3 de março de 2008
A borboleta no shopping

Era uma borboleta amarela. Ou mais exatamente: amarela, preta e branca. Entrou no shopping não sei se impulsionada pelo vento ou pela vontade de suas asas grandes e vistosas. Encontrá-la foi tão inesperado que custei a reconhecê-la: quem pode imaginar uma borboleta num shopping? Até ela se tornar bem nítida aos meus olhos, não soube dizer o que era. Em poucos e intensos segundos, passei da incerteza absoluta - "o que é isso?" - ao mais puro encantamento - "uma borboleta no shopping!".

Tudo bem, é um shopping pequeno, de bairro, com uma entrada principal que dá para a avenida, e outra lateral, menor, que dá para a minha rua. Três andares, ar condicionado, mármore, vidro e aço - enfim, nada que combine com borboletas.

Mas lá estava ela, toda serelepe. Parei para admirá-la e por um instante ela, vaidosa, pairou também, admirada talvez de tamanha admiração. Farfalhou diante de mim, quase imóvel, num flerte de amantes impossíveis e então seguiu seu vôo apressado e indeciso de mulher flanando entre vitrines.

Também eu quis seguir meu caminho e cheguei mesmo a dar dois passos, mas percebi de repente que ela me capturara. Fiz meia volta e segui atrás da borboleta que já se alçara mais alto, longe do olhar humano. De fato, minha expressão maravilhada ainda buscou espelho no rosto dos passantes, mas ninguém parecia se dar conta de que uma borboleta amarela voava pelo shopping, nobilíssima.
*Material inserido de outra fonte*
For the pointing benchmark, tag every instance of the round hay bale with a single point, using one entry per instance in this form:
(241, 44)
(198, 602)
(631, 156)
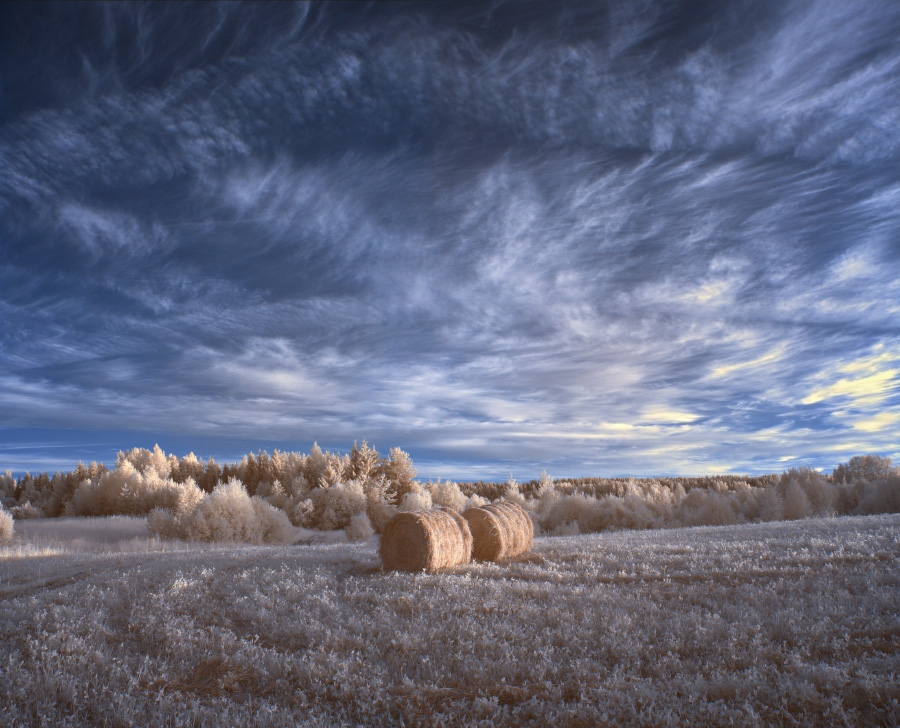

Fez que subiria para o segundo andar, mas de súbito cortou em diagonal para a praça de alimentação entre as duas escadas rolantes e sumiu no teto de um quiosque. Sem saber o que fazer, resolvi esperar que ela retomasse o fôlego. Breve e delicada é a vida das borboletas; não convinha apressá-la. Encostei-me ao balcão do café e pedi um expresso. Dali eu poderia vê-la retomar seu vôo e então... Eu não sabia ainda. Talvez apenas lhe lançasse um olhar cúmplice de despedida e fosse pagar minhas contas. Mas iria com o coração aquecido pela secreta loucura de flertar com borboletas.

Então me surgiu um conhecido, desses com quem trocamos palavras cordiais e rasas, reservando outras mais ácidas para falar sobre o que não importa: o futebol, a política, a vida dos outros. Faltava-nos a genuína intimidade dos que partilham o silêncio sem desconforto para que eu pudesse lhe dizer que toda minha atenção aguardava o vôo de uma borboleta amarela. Talvez se explicasse que era esse o título do meu primeiro livro sério, tantas vezes lido e relido e que por causa dele foi que decidi me tornar cronista... Bem, se eu lhe dissesse tudo isso o mais certo é que só alongasse ainda mais nossa conversa... Não tive como saber. Naquela fração de segundos em que os cariocas se atracam em efusivas despedidas, minha borboleta amarela levantou vôo porque quando olhei de novo ela já subia veloz para logo se perder destas vistas cansadas que já reclamam óculos definitivos.

Foi-se embora minha borboleta amarela, mas me deixou esta crônica, que vem a ser modesta sobrinha-neta daquela de Rubem Braga.